UN Human Rights High Commissioner Nauvanethem Pillay has joined the mounting chorus of voices the world over against drone attacks. In her address on Monday to the opening day of the 23rdsession of the UN Human Rights Council in Geneva, she said she was “profoundly disturbed at the human rights implications of the use of armed drones in the context of counter-terrorism and military operations.” This would obviously cover the US drone campaign, which has mainly been against targets in Pakistan’s Federally Administered Tribal Areas, but has been extended to include Somalia and Yemen. Pakistan’s representative to the UN reiterated this point in his statement. Ms Pillay, after all, reflected the Pakistani position that drone attacks were counter-productive. The arguments against drones are not something exclusive to Pakistan. Increasingly, voices in the world community have spoken out against them. Even the launcher of these attacks, the USA, is coming closer to a realization of the danger of these attacks in the recent speech by US President Barack Obama. The speech followed the release of studies by US academia which showed that the drone attacks were responsible for a very high number of civilian deaths.

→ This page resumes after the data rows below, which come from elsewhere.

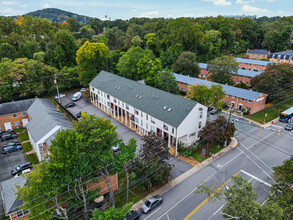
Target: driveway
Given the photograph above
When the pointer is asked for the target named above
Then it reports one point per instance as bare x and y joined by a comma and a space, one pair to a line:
123, 132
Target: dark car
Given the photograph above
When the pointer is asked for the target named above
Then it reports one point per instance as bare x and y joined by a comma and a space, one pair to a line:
151, 204
11, 148
21, 167
8, 136
70, 104
289, 127
133, 215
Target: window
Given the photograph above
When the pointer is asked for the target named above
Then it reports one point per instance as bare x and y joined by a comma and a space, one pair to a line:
165, 127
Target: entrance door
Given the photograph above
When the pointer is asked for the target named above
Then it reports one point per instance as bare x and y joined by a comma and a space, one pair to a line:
24, 122
7, 126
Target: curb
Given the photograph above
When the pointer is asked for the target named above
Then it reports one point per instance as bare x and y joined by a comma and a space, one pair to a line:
164, 189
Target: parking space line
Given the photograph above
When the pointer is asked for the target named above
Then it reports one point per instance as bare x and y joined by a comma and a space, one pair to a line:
256, 178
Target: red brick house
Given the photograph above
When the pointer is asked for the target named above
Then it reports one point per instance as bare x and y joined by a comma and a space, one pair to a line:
239, 99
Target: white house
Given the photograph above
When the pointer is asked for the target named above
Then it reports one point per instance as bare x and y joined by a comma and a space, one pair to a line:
45, 122
144, 109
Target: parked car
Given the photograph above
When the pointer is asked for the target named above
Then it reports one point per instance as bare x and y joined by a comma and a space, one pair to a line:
11, 143
21, 167
289, 127
70, 104
22, 172
134, 215
11, 148
8, 136
61, 96
76, 96
152, 203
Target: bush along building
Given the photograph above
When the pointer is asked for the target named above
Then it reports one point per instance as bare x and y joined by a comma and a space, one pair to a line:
146, 109
282, 57
257, 54
239, 99
242, 76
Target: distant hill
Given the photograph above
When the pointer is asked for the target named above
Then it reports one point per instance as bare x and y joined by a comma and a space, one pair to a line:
57, 15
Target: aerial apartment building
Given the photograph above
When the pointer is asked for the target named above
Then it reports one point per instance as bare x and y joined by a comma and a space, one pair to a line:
236, 98
146, 109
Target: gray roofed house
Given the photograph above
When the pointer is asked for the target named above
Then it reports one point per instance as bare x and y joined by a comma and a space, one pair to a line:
15, 106
229, 90
8, 190
145, 98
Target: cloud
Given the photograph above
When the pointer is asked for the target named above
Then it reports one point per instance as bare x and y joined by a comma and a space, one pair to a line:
253, 10
9, 12
9, 3
149, 13
220, 2
46, 5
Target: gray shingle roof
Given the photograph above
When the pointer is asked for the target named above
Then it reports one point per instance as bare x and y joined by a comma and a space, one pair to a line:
264, 52
229, 90
15, 107
44, 117
257, 62
8, 190
145, 98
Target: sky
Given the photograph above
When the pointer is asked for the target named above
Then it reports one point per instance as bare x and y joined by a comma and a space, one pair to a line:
125, 9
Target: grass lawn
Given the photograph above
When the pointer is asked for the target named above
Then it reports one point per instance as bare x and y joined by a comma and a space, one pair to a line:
32, 158
18, 130
23, 137
26, 147
272, 112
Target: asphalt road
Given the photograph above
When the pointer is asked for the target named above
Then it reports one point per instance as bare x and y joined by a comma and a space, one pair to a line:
123, 132
257, 152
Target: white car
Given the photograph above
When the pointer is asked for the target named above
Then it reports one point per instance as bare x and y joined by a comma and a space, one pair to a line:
61, 96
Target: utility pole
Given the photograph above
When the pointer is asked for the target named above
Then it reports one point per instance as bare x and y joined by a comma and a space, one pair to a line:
55, 82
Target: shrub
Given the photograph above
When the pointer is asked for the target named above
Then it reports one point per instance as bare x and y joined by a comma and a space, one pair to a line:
26, 147
32, 158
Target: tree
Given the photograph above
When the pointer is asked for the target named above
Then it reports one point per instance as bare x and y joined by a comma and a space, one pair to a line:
222, 69
186, 64
91, 59
212, 96
218, 132
148, 69
152, 164
111, 213
166, 81
7, 50
127, 65
276, 81
167, 58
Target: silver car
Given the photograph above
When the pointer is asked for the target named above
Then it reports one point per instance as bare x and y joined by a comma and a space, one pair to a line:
151, 204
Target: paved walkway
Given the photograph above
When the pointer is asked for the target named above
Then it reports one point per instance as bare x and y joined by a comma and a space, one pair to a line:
164, 189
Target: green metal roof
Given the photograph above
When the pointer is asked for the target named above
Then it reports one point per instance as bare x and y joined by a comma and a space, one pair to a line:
169, 108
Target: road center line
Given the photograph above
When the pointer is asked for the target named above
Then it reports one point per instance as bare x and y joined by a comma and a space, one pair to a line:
201, 204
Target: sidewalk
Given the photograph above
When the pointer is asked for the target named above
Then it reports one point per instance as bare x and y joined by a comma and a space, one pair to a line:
164, 189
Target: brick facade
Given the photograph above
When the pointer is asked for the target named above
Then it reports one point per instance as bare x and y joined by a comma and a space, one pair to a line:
235, 102
15, 120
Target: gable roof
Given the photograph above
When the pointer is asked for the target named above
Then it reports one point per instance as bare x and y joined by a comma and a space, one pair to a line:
249, 61
44, 117
8, 190
229, 90
145, 98
15, 106
264, 52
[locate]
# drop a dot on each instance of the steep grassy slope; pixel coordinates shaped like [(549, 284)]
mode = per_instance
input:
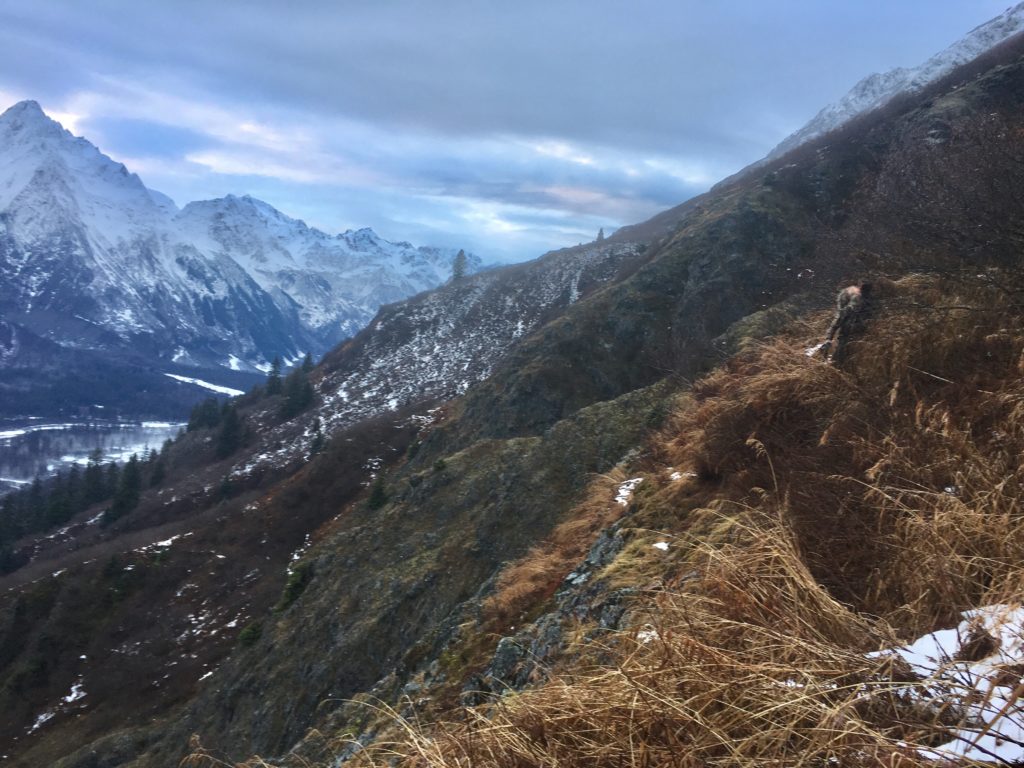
[(792, 518), (391, 587)]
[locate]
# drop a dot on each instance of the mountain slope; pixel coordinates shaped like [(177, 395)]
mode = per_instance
[(94, 261), (391, 589), (878, 89)]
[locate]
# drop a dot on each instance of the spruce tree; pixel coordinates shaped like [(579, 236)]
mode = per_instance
[(229, 437), (92, 485), (298, 393), (127, 496), (459, 265), (273, 378)]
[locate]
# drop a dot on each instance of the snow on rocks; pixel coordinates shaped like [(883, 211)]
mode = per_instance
[(973, 670), (877, 90), (206, 385), (76, 694), (625, 491), (438, 344)]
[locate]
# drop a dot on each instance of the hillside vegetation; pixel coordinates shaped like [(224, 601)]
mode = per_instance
[(806, 516)]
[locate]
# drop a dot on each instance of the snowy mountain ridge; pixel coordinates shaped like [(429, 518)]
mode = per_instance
[(877, 89), (91, 258)]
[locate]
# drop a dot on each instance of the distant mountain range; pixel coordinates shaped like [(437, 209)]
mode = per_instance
[(878, 89), (96, 263)]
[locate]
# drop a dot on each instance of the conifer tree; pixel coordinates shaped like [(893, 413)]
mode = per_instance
[(459, 265), (298, 393), (229, 437), (130, 487), (273, 378), (92, 484), (317, 442), (378, 497)]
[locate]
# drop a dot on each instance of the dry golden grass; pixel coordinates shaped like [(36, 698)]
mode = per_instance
[(866, 504), (531, 580)]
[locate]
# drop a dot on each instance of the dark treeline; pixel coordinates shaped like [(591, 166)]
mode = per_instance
[(46, 505)]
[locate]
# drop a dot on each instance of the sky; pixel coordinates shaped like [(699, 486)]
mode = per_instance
[(507, 128)]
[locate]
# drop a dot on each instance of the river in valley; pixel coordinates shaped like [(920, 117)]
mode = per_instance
[(31, 448)]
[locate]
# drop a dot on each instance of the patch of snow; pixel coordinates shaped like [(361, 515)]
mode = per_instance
[(877, 90), (77, 692), (625, 492), (41, 720), (986, 699), (811, 351), (206, 385)]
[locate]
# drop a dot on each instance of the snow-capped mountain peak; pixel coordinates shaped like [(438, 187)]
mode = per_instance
[(230, 282), (876, 90)]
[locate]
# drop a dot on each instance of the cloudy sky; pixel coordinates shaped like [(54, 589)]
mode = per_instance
[(508, 128)]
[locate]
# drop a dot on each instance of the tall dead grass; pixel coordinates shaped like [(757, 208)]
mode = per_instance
[(876, 501), (530, 581)]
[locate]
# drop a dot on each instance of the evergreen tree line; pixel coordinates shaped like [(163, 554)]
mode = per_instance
[(47, 505), (211, 414), (296, 390)]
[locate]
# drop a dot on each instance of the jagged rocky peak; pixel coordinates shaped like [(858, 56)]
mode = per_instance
[(878, 89), (40, 159), (222, 284)]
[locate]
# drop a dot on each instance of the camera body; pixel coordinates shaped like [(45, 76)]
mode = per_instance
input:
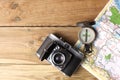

Not only is there an increasing realisation that Pakistani governments and military hierarchies have themselves silently supported drone attacks, despite public condemnation, but as a result, the incoming government has been elected on a policy to change this sort of behaviour. With the UN High Commissioner for Human Rights also involving herself, another dimension has been added. Ms Pillay cannot be accused of any bias, an objective observer, her comments add strength to Pakistan's official stance, supported by an overwhelming majority of Pakistanis. Ms Pillay is only holding the USA to standards it has set for itself. As one of the standard bearers of human rights, it should be concerned with the due process denied by the drone strikes. It should also realise that a supposed ally like Pakistan will no longer be able to afford to ignore due process, and how closely that due process is linked with the maintenance of national sovereignty.

Pakistan must not rest here, but must also work with its traditional allies to make them rise above their own ties with the USA, and support Ms Pillay. This statement must be followed by a concentrated diplomatic effort to convince the USA to abandon its drone policy as soon as possible, without waiting for some arbitrary timeline, which would serve purposes of mostly face-saving, rather than anything else. The turning of the human rights spotlight on the US drone attacks does not come a moment too soon.